Public Key Certificates (as defined by X.509) can be used to verify the identity of the owner, and eventually other properties (e.g. email or organisation), of a public cryptographic key (refer to public key cryptography for more technical information).
The cryptographic keys of (TLS/SSL) server certificates allow relevant applications to set up end-to-end encryption between the user application and the server (e.g.

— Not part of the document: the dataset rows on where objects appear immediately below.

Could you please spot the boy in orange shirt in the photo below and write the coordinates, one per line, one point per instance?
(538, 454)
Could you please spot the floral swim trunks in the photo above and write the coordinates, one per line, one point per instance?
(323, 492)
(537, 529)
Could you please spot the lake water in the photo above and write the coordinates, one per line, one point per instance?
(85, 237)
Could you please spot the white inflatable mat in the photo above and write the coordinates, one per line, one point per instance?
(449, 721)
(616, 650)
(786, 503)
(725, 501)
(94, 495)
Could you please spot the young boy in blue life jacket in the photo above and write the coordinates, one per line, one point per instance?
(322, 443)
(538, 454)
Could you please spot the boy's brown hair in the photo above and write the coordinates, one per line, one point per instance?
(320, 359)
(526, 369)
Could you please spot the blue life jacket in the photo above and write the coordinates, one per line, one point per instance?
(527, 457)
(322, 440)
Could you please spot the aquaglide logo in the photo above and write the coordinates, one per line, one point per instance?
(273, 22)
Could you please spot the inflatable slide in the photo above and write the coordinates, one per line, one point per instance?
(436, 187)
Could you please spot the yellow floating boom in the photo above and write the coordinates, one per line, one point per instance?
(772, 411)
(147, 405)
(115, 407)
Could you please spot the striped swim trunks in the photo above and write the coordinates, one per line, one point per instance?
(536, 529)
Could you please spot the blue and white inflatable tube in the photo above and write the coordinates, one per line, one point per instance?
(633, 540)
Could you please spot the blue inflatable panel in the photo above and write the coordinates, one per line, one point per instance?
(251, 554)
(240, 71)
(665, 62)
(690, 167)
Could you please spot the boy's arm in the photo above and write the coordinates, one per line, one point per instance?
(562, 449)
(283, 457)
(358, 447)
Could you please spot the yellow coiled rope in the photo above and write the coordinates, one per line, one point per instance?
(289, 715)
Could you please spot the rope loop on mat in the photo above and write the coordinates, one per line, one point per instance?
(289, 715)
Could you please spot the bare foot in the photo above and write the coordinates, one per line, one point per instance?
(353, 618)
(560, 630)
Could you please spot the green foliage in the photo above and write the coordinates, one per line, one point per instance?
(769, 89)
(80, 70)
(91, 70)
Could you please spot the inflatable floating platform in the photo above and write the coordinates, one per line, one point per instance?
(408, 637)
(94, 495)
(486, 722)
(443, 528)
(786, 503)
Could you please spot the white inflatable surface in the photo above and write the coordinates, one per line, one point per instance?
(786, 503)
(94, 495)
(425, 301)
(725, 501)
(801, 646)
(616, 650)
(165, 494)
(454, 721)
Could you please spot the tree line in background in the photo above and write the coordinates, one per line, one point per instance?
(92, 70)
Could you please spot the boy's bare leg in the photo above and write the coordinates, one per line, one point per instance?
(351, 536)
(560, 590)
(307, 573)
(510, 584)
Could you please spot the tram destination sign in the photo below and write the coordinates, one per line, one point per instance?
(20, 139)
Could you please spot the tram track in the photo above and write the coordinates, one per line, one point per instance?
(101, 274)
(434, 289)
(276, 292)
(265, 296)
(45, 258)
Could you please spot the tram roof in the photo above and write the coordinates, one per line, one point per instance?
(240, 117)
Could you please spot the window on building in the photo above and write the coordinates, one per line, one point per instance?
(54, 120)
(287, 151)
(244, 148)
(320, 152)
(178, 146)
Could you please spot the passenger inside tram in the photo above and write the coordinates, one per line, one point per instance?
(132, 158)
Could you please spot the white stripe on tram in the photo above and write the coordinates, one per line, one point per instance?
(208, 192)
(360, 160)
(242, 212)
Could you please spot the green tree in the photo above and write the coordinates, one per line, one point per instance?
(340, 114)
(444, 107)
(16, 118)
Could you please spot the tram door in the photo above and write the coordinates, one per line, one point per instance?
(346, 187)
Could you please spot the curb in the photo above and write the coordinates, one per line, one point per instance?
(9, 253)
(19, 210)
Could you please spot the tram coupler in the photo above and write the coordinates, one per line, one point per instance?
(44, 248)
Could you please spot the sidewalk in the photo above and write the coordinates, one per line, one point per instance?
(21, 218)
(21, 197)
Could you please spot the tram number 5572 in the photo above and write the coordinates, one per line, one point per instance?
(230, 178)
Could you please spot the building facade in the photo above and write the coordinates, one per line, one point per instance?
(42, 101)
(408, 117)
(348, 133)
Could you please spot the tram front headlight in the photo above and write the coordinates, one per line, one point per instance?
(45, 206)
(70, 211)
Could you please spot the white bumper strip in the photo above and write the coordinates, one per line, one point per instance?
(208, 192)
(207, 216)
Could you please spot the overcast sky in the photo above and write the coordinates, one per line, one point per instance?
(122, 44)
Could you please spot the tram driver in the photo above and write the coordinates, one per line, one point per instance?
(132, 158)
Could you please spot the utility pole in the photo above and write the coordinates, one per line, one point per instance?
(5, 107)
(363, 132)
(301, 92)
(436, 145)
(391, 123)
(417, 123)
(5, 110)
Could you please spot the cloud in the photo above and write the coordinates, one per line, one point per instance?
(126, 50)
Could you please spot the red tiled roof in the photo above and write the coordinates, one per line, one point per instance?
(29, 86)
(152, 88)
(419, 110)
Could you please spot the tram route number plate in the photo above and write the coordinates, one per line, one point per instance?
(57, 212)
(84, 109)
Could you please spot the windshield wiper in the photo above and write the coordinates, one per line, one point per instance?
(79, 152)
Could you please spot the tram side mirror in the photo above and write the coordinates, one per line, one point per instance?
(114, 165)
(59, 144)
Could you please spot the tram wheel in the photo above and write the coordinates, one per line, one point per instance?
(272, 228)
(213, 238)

TLS, for HTTPS in a Browser, or IPsec for VPN, or SSH).
The RWTH Registration Authority "RWTH RA" is part of the DFN-PKI (Public Key Infrastructure).
The certificate applicant must be associated to the RWTH Aachen University.
Webserver certificates for the RWTH are issued:
- 16.12.2022-09.01.2025 by Sectigo CA as part of the GÉANT/TCS (Trusted Certificate Service).
- Starting on 07.02.2025 by Harica CA as part of a new DFN contract.
The implemented certificate chains end at a built-in Token:
- for Sectigo (GÉANT/TCS) several certificate chains are applicable, they all end at the root certificate "AAA Certificate Services" of "Comodo CA Limited".
- Harica: for RSA-keys the certificate chain ends in the root certificate "Hellenic Academic and Research Institutions RootCA 2015".
- Harica: for Elliptic Curve-keys the certificate chain ends in the root certificate "Hellenic Academic and Research Institutions ECC RootCA 2015".
Root certificates (or built-in Tokens) are anchored within standard browsers and other relevant applications (that is, they belong to the SW installation), thus enabling the automated validation of the certificates lower down the chain.
All server certificates issued by Sectigo (GÉANT/TCS) and Harica have following "Key Usages" (X509v3 extensions):
- X509v3 Key Usage: critical
- Digital Signature, Key Encipherment
- X509v3 Extended Key Usage:
- TLS Web Server Authentication, TLS Web Client Authentication
All server certificates are valid for 365 days (as of 10.01.2025).